The first sequencing of the human genome revealed around 20,000 genes that code for proteins. Since then, researchers have questioned whether the initiative identified all the DNA that contains instructions for making proteins. Because protein-coding regions are identified by comparing DNA from different species, researchers may have missed relevant regions that arose in relatively recent evolutionary steps.
Independently, researchers have been discovering ORFs that may code for proteins, leading some of them to come together to assemble their findings into a standardized catalog. The work entailed finding ways to combine data generated in different ways from multiple labs.
"Our intention is for the Ribo-seq phase I catalog to be seen as a pragmatic interim solution to a long-term problem. We believe that reference annotation databases can advance both scientific and clinical research through the propagation and standardization of Ribo-seq ORF datasets, even -- and perhaps especially -- while the phenotypic impact of these features remains uncertain," state the authors of the correspondence.
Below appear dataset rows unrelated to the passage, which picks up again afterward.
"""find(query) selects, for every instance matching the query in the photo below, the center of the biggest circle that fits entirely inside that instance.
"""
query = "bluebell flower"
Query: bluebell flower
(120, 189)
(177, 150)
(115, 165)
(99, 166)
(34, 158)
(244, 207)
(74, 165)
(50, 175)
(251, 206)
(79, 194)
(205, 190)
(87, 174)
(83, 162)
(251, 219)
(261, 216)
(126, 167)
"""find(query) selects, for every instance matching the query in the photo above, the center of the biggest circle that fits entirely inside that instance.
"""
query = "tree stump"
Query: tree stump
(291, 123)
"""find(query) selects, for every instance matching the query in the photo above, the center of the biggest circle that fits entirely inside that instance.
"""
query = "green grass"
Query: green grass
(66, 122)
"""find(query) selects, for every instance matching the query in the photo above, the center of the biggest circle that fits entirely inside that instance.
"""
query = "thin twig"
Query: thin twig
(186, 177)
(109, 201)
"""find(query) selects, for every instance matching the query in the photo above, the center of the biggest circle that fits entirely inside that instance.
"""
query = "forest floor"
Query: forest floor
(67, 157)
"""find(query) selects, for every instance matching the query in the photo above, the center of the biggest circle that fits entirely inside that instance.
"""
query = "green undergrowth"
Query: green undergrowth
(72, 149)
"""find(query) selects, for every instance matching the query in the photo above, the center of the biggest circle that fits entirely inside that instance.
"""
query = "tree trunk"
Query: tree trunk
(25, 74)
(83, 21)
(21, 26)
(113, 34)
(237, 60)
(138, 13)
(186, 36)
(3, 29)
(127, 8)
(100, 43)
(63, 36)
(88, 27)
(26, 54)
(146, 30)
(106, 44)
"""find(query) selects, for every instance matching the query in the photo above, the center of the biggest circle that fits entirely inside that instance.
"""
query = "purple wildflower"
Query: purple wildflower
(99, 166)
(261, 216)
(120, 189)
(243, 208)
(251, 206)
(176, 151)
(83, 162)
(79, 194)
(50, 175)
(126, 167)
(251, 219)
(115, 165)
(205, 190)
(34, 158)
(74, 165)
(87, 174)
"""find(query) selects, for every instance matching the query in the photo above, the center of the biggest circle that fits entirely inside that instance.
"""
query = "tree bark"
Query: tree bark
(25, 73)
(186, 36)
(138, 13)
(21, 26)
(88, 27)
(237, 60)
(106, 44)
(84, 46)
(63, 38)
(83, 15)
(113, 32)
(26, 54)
Having created the catalog, the team annotated it onto GENCODE, gene sets that are used by the National Institutes of Health's Encyclopedia of DNA Elements (ENCODE) public research consortium. The annotation is the first step in a push to raise the profile of ORFs and thereby set the stage for more research based on the discoveries of the potentially important spans of DNA.
"For too long, the scientific community has been mostly left in the dark about these ORFs. This is the point at which they enter the mainstream of genomic and medical science -- an effort which we expect to have wide-ranging ripple effects," said Jonathan Mudge, PhD, from the European Molecular Biology Laboratory-European Bioinformatics Institute who co-led the effort, in a statement.
The researchers believe the ORFs, which are exclusive to primates, are likely to contribute to human traits and diseases, including rare conditions and common afflictions such as cancer. However, they are yet to show which ORFs relate to which traits and diseases. Integrating the ORFs into genome databases is intended to support work to understand the role of the spans of DNA.
In the initial dataset, GENCODE has classified 10 ORFs as protein coding. The evolutionary profile of many of the ORFs "remains hard to interpret," the researchers said, in part because "distinguishing ORF selection at the protein and DNA levels can be especially difficult for very small regions, and Ribo-seq ORFs are typically much smaller than those of known annotated proteins."